Callable Bond

What is a Callable Bond?

A Callable Bond is a bond that provides the issuer (not the investor) with the option of repaying the bond in advance of its maturity date. This option provides the issuer with the ability to "call back" or retire the bond after a designated call date, often at a specified call price.

Why are Callable Bonds Issued?

Callable bonds are useful for issuers as they can refinance at lower rates of interest. For instance:

  • Suppose a company issues a bond at 8% and the interest rate falls to 6%. It can call the existing bonds and issue new bonds at the lower rate, saving on borrowing costs.

Key Features

  1. Call Date: The first date when the bond is callable (e.g., 5 years from issue).
  2. Call Price: The amount at which the bond will be repaid if it is called—typically a little more than face value to reward investors.
  3. Coupon Rate: Callable bonds tend to have a higher interest rate than non-callable bonds to entice investors (because of increased risk).
  4. Call Premium: The additional sum paid above face value if the bond is called prematurely.

Types of Callable Bonds

  1. European Callable: May be called only on a particular date.
  2. American Callable: May be called at any time after a specified date.
  3. Make-Whole Callable: Allows for prepayment by paying a premium equal to the net present value of future payments.

Example

A firm issues a 10-year bond at a coupon rate of 7%, with an option to call after 5 years.

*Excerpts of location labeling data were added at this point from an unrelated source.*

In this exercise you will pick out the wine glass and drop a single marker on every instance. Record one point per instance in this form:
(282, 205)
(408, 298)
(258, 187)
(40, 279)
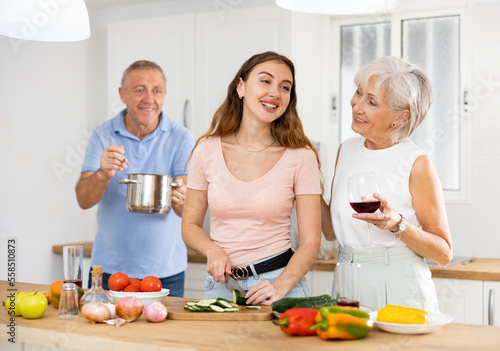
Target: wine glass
(361, 189)
(346, 284)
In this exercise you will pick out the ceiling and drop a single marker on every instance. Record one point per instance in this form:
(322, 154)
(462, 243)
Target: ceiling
(101, 4)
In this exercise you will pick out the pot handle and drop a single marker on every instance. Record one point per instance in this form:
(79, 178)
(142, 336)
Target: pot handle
(129, 181)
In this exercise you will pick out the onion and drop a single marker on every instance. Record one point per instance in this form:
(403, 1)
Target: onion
(129, 308)
(112, 309)
(155, 312)
(95, 312)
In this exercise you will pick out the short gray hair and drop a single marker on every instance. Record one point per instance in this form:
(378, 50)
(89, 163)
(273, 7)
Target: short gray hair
(141, 64)
(405, 88)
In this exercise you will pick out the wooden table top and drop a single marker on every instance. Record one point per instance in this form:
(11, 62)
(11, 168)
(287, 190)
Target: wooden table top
(80, 334)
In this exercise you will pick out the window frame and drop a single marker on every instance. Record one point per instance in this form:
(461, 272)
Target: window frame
(463, 194)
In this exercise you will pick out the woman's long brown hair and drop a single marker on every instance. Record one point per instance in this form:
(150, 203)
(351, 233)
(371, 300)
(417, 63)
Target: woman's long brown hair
(287, 129)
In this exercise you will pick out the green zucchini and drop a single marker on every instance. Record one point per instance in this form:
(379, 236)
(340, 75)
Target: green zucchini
(237, 299)
(289, 302)
(318, 304)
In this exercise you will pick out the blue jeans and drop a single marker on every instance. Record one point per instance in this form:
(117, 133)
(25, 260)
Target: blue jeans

The firm can call the bond if interest rates decrease to 5% in year 5 and issue new bonds at a reduced rate, thus saving money.

Advantages and Disadvantages

For Issuers

Pros:

  • Flexibility to refinance at lower rates
  • Reduced long-term cost of interest

Cons:

  • May have to pay a call premium
  • Requires keeping liquidity for premature repayment

For Investors

Pros:

  • Higher coupon rates compared to non-callable bonds

Cons:

  • Reinvestment risk: Possibly have to reinvest at reduced rates if called bond
  • Less upside if rates decline

Callable Bonds in India

Callable bonds in India are issued by:

  • Corporates: To keep interest costs flexible
  • Banks: Particularly Tier 2 Basel-regulated bonds, which have call options most of the times
  • Government and PSUs: Occasionally for infrastructure bonds of a long-term duration

The Reserve Bank of India (RBI) governs such issuances, particularly for banks and financial institutions.